I'm wondering if this would be a good route to take with my peppermills. In theory, I could drill out the center undersize, round the outside oversize and put them in a bag with shavings for some period of time. 

I'd appreciate any advice anyone can provide.


----------



## arvanlaar (Dec 29, 2014)

I would imagine the shavings absorb the moisture. Kind of like how you can use shaving instead of litter for rabbit cages.


----------



## Bill Boehme (Feb 9, 2014)

I am not a fan of using shavings. By the time that you gather up the shavings they will be much drier than the wood and will act as a desiccant to accelerate the wood drying. Generally that is a very bad idea. You could just bag the piece without shavings. Tape the bag shut to help seal it. The bag creates a trapped environment that slows down the rate of moisture loss which is what you need to minimize warping and cracking.

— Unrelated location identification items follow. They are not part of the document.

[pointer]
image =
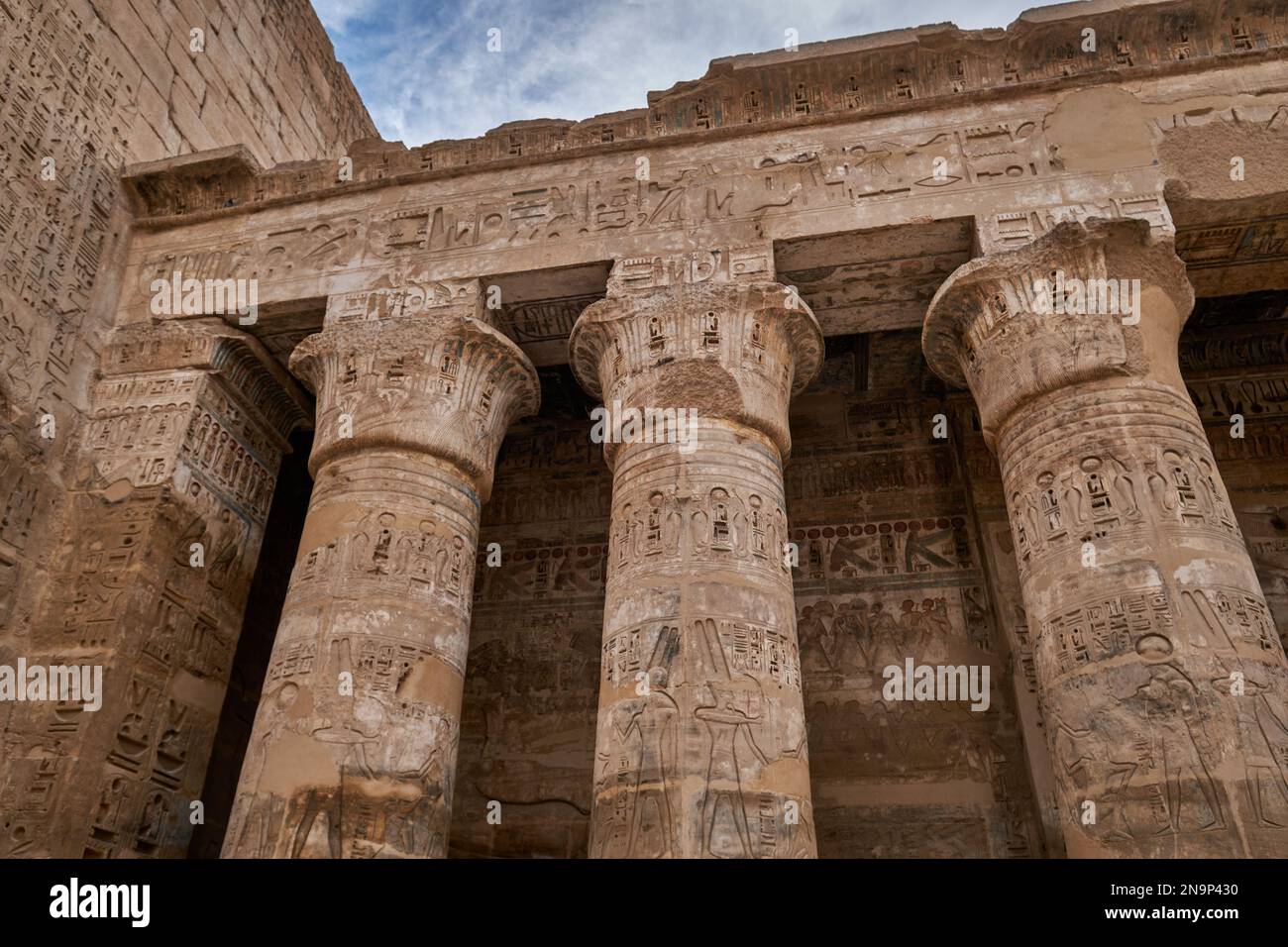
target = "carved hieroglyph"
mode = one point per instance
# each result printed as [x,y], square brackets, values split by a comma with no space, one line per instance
[1159,672]
[700,736]
[353,749]
[179,462]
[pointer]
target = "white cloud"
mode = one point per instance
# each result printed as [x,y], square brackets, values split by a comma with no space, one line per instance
[425,71]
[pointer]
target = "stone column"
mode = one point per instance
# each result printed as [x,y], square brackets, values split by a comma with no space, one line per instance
[700,737]
[353,749]
[1160,678]
[166,510]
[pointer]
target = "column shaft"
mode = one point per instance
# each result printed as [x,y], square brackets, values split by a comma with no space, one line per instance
[700,740]
[353,750]
[1160,677]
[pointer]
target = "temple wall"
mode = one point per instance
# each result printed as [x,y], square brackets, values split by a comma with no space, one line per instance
[85,89]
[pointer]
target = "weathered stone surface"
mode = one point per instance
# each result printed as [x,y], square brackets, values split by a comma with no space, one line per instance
[1159,671]
[614,659]
[362,701]
[700,741]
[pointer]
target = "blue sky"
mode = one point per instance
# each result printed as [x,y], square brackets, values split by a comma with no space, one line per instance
[425,71]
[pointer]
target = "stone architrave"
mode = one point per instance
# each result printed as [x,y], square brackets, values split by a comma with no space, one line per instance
[1159,673]
[353,749]
[700,736]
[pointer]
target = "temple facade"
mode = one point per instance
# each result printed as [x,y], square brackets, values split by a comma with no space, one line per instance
[631,487]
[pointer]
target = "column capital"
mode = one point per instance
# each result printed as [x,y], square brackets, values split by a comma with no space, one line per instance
[404,368]
[1091,299]
[729,344]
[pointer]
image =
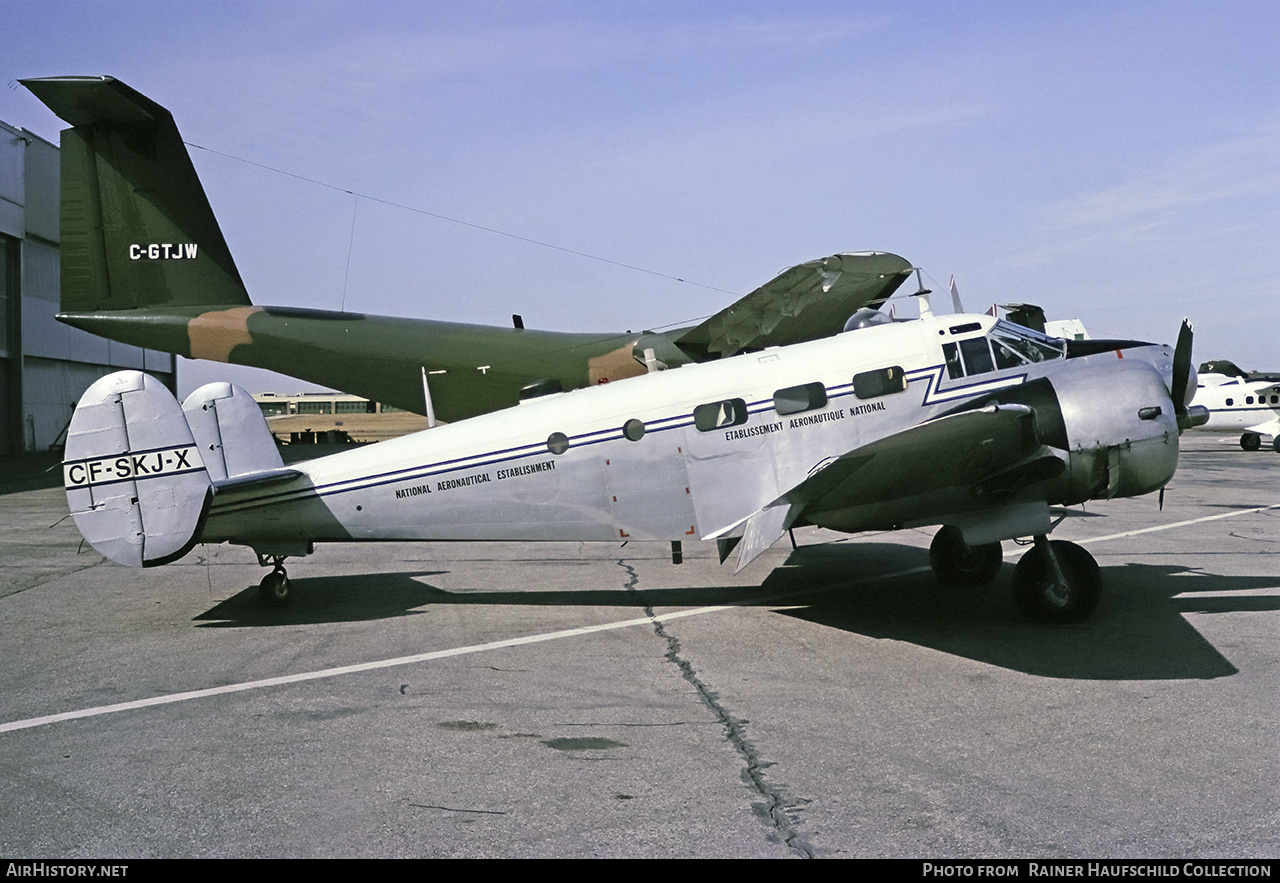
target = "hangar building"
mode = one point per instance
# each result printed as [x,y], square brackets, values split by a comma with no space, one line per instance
[45,366]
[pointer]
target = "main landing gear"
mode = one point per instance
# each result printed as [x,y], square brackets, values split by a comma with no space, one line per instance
[956,563]
[275,590]
[1055,582]
[1252,442]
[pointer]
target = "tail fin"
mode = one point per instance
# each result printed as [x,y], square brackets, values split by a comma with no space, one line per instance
[136,225]
[135,480]
[141,471]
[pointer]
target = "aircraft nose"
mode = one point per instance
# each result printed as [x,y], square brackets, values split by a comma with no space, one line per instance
[1121,426]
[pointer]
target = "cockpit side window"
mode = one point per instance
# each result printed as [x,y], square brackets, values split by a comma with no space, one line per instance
[951,353]
[977,356]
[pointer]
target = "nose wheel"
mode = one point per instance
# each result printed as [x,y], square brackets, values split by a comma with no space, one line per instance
[1056,582]
[275,590]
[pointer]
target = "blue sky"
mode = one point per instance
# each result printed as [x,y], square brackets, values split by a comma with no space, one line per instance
[1116,161]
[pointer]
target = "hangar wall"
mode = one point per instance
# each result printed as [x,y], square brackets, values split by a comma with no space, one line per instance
[45,366]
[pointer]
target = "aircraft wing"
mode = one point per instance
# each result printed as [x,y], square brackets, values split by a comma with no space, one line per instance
[991,453]
[809,301]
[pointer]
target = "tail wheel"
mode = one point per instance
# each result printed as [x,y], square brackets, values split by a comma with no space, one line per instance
[956,563]
[1056,582]
[275,589]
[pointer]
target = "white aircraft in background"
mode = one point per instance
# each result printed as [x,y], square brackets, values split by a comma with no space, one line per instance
[1240,402]
[965,421]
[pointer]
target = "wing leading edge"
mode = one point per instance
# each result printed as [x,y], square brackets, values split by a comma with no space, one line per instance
[979,458]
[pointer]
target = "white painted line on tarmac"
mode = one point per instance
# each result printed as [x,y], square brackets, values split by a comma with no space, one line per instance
[510,643]
[1180,524]
[350,669]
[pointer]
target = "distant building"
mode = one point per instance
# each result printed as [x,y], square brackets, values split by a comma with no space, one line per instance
[333,417]
[45,366]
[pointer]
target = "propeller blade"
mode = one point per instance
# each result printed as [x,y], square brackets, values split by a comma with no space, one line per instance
[1182,373]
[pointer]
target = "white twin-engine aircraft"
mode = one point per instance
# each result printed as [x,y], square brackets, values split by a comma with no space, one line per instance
[965,421]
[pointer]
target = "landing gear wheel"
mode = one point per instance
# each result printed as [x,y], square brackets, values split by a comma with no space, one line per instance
[275,589]
[1056,582]
[956,563]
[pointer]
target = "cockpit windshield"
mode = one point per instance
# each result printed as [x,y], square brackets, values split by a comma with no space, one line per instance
[1025,343]
[1010,347]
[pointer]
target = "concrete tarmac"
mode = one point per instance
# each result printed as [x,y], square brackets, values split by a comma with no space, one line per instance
[447,700]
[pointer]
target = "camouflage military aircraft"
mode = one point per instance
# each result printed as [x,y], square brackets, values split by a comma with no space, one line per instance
[145,262]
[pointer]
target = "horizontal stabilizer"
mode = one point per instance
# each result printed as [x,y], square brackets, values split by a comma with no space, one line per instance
[135,479]
[763,530]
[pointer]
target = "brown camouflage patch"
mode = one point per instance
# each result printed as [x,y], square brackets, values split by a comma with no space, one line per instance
[615,365]
[214,334]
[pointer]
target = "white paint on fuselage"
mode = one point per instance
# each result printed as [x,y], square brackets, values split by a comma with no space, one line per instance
[493,476]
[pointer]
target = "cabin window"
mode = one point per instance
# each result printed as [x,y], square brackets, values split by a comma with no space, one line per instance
[717,415]
[794,399]
[885,381]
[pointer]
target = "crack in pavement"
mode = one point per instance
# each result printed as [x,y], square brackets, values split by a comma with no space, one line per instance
[773,811]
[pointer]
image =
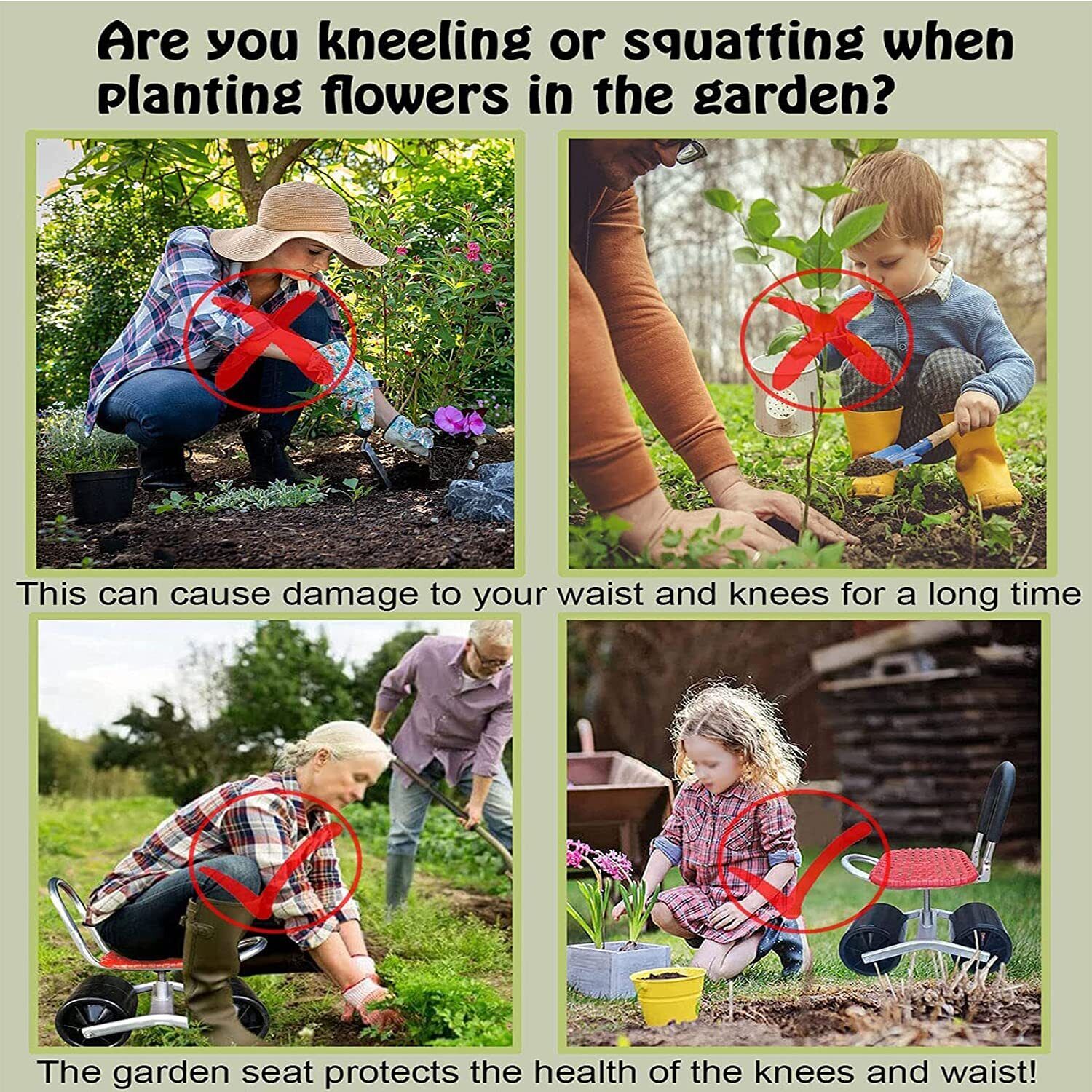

I suggest that you start with dry wood when making peppermills or boxes. What you are doing is risky because there may be some loss of wood on the ends due to checking as well as warping that you may not be able to correct. Attempting to get both the inside and outside concentric after they have warped may turn out to be a challenge if you haven't left lots of extra material on both sides.

Experienced woodturners who make lots of peppermills always say as an absolute rule to begin with dry wood. I figure that they know what they are talking about.


----------



## john lucas (Sep 18, 2007)

I stopped using shavings on the bag a long time ago. It didn't seem to have any advantages over just using the bag and it caused the bowl to mold more readily. I'm sure you don't want that on your pepper mills. In fact you might want to change bags after a few days or a week to cut down on the mold growth.


----------



## Quickstep (Apr 10, 2012)

At least for me, it's been very rare to find fully dried wood. Most of the stuff I have gotten is years away from being usable. If anyone knows a source for dry 3X3 squares, I would sure appreciate knowing about it


----------



## Bill Boehme (Feb 9, 2014)

Quickstep said:


> At least for me, it's been very rare to find fully dried wood. Most of the stuff I have gotten is years away from being usable. If anyone knows a source for dry 3X3 squares, I would sure appreciate knowing about it


I have found kiln dried maple, cherry, and walnut blanks at Rockler's and Woodcraft. Mesquite doesn't warp so it is a good choice. Imported tropical hardwoods are a different story ... some of it never dries.


----------



## 9thousandfeet (Dec 28, 2014)

I've been making and selling between 50-75 peppermills per year for the last few years. 
I prep my own blanks into cylinders from local woods, walnut, maple and various fruitwoods mostly, and they take three years to dry at 12" long and a little over 3" diameter with the ends dipped in Anchorseal.

If I pre-bored them they may well dry a little quicker, but certainly not in less than a year, and probably closer to two, and I'd have the extra work of pre-boring _and_ the extra work of fiddling around to re-establish concentricity once they had dried.

So for me that game would not be worth the candle.

I don't use wood shavings as a drying inhibitor either. I paint all endgrain on spindle-oriented blanks, and the entire rim and outside surface of all rough-turned bowls, with Anchorseal, then just let time do the rest.
The hard part is establishing a supply line in various stages of drying out. Once that's established, though, the issue of speeding up the drying process never really arises anymore, 'cos there's always _something_ ready to be worked.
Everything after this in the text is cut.